France | France, Cour administrative d'appel de Marseille, 3ème chambre, 19 novembre 2020, 19MA01433


Vu la procédure suivante :

Procédure contentieuse antérieure :

Le directeur de contrôle fiscal Sud-Est a, en application des articles R. 199-1 du livre des procédures fiscales, soumis d'office au tribunal administratif de Marseille, la réclamation présentée par M. A... D... par laquelle ce dernier a demandé la décharge des cotisations supplémentaires d'impôt sur le revenu et des prélèvements sociaux auxquels il a été assujetti au titre des années 2012 et 2013 ainsi que des pénalités correspondantes.

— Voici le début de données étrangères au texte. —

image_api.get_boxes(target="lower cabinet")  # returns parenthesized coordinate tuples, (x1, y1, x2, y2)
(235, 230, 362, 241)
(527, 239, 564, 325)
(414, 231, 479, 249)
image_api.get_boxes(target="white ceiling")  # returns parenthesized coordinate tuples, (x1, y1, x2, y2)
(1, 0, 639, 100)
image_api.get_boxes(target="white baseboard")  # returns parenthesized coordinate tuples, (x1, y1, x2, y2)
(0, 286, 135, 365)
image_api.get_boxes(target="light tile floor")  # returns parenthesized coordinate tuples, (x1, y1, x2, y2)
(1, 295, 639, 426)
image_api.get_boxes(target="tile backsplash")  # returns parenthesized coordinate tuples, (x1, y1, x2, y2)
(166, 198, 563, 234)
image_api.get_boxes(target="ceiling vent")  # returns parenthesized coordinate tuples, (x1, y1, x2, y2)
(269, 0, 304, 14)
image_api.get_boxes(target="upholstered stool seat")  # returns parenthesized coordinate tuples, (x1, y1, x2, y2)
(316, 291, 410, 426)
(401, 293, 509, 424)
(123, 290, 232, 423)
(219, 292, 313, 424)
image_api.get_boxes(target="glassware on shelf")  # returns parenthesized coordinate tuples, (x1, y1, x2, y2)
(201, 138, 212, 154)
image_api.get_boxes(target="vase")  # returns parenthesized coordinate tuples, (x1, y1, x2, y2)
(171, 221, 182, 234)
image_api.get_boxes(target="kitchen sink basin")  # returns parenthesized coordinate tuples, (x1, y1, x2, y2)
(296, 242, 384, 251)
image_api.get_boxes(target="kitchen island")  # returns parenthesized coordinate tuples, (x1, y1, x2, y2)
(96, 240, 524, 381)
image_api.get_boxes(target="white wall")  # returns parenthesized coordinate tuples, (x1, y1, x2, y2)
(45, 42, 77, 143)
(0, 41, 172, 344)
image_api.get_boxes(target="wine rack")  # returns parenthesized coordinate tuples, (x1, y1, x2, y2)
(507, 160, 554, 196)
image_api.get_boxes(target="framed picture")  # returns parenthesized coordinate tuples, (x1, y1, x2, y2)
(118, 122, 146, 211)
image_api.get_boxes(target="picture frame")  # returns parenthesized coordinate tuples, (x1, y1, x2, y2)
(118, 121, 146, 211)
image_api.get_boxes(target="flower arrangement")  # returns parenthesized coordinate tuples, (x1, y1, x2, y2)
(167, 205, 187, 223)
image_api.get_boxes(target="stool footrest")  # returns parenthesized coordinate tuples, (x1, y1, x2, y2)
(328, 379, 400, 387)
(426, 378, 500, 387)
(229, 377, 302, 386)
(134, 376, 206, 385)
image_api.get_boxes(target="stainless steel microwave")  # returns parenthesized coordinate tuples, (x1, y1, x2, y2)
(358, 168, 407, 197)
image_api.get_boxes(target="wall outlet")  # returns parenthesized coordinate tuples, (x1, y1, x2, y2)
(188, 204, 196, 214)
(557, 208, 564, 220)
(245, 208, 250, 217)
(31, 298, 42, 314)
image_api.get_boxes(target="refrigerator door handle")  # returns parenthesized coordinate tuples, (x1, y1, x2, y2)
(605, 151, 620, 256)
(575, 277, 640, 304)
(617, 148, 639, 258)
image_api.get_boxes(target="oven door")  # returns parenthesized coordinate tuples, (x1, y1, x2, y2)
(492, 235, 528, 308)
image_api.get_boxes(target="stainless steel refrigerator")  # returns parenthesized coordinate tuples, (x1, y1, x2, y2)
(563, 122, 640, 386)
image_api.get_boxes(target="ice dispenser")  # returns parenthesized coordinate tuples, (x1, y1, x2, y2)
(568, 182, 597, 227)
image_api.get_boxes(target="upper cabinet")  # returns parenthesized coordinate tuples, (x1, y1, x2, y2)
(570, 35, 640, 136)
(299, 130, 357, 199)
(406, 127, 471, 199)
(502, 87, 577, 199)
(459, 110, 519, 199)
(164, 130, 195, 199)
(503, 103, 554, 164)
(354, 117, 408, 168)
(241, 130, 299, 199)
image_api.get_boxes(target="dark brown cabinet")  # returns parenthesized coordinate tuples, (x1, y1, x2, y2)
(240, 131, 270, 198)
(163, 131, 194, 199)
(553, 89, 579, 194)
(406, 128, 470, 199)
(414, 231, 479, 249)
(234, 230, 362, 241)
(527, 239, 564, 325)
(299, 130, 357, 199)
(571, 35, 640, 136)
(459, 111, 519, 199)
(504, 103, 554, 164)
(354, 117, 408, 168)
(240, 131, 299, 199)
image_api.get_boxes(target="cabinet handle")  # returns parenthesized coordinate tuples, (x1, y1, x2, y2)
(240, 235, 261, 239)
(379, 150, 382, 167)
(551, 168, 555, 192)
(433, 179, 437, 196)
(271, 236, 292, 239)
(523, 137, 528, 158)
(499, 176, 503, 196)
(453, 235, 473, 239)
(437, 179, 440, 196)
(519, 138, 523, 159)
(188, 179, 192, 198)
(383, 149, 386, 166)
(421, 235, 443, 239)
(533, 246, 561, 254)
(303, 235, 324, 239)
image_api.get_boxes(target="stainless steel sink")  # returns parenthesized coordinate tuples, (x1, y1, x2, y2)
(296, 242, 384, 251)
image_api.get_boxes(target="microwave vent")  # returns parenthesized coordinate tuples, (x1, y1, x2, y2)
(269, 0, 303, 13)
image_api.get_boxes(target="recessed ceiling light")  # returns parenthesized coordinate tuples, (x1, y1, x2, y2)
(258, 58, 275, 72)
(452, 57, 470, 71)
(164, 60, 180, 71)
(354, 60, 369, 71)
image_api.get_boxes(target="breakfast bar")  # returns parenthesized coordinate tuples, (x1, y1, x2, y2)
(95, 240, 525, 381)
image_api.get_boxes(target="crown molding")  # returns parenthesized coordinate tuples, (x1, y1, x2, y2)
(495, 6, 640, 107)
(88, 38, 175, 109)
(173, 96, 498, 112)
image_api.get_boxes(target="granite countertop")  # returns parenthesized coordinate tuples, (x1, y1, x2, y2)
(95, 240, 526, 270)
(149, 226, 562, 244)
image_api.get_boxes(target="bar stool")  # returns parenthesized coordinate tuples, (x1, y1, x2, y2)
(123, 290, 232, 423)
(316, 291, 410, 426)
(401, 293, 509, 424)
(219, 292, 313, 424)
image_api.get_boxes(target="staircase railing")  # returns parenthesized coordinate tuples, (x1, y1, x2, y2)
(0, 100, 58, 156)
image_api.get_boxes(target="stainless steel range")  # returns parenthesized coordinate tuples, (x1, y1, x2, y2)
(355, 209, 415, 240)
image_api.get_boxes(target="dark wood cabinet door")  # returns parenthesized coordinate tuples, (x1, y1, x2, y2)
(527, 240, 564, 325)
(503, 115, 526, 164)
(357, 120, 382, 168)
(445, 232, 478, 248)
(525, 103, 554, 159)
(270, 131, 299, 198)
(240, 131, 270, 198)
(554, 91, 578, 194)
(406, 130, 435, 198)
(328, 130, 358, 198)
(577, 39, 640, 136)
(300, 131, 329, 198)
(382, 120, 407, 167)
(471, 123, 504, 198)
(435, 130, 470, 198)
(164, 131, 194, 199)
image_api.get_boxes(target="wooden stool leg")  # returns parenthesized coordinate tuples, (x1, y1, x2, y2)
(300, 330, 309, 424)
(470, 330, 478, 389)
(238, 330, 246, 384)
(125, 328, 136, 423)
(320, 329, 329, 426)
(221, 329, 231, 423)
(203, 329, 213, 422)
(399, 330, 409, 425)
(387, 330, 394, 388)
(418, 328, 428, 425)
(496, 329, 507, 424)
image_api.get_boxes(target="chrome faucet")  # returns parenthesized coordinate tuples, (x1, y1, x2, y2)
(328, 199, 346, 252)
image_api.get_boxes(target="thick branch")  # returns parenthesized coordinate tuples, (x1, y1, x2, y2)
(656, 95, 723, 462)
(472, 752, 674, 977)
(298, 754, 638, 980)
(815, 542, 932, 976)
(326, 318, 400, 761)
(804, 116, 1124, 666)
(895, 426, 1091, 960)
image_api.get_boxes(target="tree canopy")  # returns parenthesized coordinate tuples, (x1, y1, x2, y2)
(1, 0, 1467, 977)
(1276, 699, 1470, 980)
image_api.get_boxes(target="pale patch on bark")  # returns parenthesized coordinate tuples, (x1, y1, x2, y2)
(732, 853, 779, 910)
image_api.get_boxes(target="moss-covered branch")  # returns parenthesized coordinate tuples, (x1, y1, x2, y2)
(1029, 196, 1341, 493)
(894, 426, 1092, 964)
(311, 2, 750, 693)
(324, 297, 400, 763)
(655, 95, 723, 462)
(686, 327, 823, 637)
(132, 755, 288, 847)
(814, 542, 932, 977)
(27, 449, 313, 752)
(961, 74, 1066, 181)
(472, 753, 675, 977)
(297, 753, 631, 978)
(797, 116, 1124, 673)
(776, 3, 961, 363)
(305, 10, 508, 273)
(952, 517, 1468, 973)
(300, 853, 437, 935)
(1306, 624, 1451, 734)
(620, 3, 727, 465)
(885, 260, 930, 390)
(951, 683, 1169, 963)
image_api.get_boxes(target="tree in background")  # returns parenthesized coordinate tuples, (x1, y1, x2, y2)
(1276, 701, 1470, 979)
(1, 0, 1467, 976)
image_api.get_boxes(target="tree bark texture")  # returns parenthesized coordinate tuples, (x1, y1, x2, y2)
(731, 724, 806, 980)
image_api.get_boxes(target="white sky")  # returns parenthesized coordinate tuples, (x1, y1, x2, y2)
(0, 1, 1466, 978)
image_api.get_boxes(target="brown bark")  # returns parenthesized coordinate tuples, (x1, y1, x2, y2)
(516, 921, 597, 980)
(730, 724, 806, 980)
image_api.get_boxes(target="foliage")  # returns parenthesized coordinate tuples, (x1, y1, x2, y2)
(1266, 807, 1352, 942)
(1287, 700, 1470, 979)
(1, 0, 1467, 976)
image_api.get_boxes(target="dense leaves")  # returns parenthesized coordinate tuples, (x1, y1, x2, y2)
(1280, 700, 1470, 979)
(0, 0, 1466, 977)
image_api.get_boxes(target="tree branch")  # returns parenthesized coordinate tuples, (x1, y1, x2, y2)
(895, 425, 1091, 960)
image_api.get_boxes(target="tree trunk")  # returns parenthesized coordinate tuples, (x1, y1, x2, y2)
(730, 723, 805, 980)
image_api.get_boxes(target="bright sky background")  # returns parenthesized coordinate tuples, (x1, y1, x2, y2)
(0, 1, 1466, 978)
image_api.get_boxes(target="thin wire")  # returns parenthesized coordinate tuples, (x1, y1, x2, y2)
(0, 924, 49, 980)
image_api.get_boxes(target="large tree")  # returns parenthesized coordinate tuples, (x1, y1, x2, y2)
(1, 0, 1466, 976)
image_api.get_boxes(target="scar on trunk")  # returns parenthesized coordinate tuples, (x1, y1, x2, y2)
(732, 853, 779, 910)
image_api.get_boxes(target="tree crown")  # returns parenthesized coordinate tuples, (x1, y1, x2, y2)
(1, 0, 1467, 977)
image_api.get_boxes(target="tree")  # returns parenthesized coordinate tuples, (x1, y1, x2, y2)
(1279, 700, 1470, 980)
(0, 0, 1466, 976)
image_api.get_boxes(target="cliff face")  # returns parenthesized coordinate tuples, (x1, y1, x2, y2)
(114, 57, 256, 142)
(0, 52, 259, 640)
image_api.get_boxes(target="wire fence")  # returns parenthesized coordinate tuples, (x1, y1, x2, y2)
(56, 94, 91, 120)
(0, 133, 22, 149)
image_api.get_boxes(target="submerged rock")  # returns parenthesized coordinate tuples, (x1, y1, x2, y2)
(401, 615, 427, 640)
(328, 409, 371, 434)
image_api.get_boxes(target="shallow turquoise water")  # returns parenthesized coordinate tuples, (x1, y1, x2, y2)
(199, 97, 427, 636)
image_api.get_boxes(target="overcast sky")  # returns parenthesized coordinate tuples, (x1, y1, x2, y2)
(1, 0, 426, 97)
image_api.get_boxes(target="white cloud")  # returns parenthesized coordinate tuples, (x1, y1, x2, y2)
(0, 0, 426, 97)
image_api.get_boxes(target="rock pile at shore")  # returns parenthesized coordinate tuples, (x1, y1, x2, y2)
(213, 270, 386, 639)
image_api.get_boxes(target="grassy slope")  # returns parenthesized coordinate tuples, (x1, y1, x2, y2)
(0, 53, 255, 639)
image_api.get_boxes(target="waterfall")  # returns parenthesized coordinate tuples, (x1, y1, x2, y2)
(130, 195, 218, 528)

Par un jugement n° 1802016 en date du 23 janvier 2019,

le tribunal administratif de Marseille a rejeté cette demande.

Procédure devant la ...

Vu la procédure suivante :

Procédure contentieuse antérieure :

Le directeur de contrôle fiscal Sud-Est a, en application des articles R. 199-1 du livre des procédures fiscales, soumis d'office au tribunal administratif de Marseille, la réclamation présentée par M. A... D... par laquelle ce dernier a demandé la décharge des cotisations supplémentaires d'impôt sur le revenu et des prélèvements sociaux auxquels il a été assujetti au titre des années 2012 et 2013 ainsi que des pénalités correspondantes.

Par un jugement n° 1802016 en date du 23 janvier 2019, le tribunal administratif de Marseille a rejeté cette demande.

Procédure devant la Cour :

Par une requête, enregistrée le 27 mars 2019, M. D... représenté par le cabinet d'avocat Delambre et associés, demande à la Cour :

1°) d'annuler ce jugement du 23 janvier 2019 du tribunal administratif de Marseille ;

2°) de prononcer la décharge des cotisations supplémentaires d'impôt sur le revenu et des prélèvements sociaux auxquels il a été assujetti au titre des années 2012 et 2013 ainsi que des majorations et des intérêts de retard correspondants ;

3°) de mettre à la charge de l'Etat la somme de 5 000 euros au titre des dispositions de l'article L. 761-1 du code de justice administrative.

Il soutient que :

- s'il a bien encaissé la somme de 32 676 euros en 2013, provenant de la société civile immobilière Le Hameau du Coulon, rien ne démontre qu'il s'agirait de recettes non déclarées par la société Alpilles Durance Bâtiment, ni même d'un désinvestissement, dès lors que la proposition de rectification adressée à la société n'a pas réintégré cette somme dans les bénéfices de la société ;

- il n'est pas le bénéficiaire des revenus distribués à hauteur de 32 676 euros en 2013 ; le gérant de la société, désigné comme maître d'affaire par l'administration fiscale doit être regardé comme ayant appréhendé ces revenus ;

- l'administration a constaté un crédit de 21 318,99 euros dans son compte correspondant à un apport en compte courant d'associé ; or, il ne dispose d'aucun compte courant d'associé ;

- les diverses dépenses supportées par la société Alpilles Durance Bâtiment, ont été exposées dans l'intérêt direct de l'entreprise et ne revêtent pas un caractère personnel ;

- les virements de diverses sommes effectués par la société Alpilles Durance Bâtiment sur son compte bancaire ne constituent pas des revenus distribués mais des remboursements de dépenses incombant à la société, qu'il a personnellement avancées ;

- les pénalités pour manquement délibéré ne sont pas justifiées dès lors qu'il n'a pas appréhendé les sommes en litige.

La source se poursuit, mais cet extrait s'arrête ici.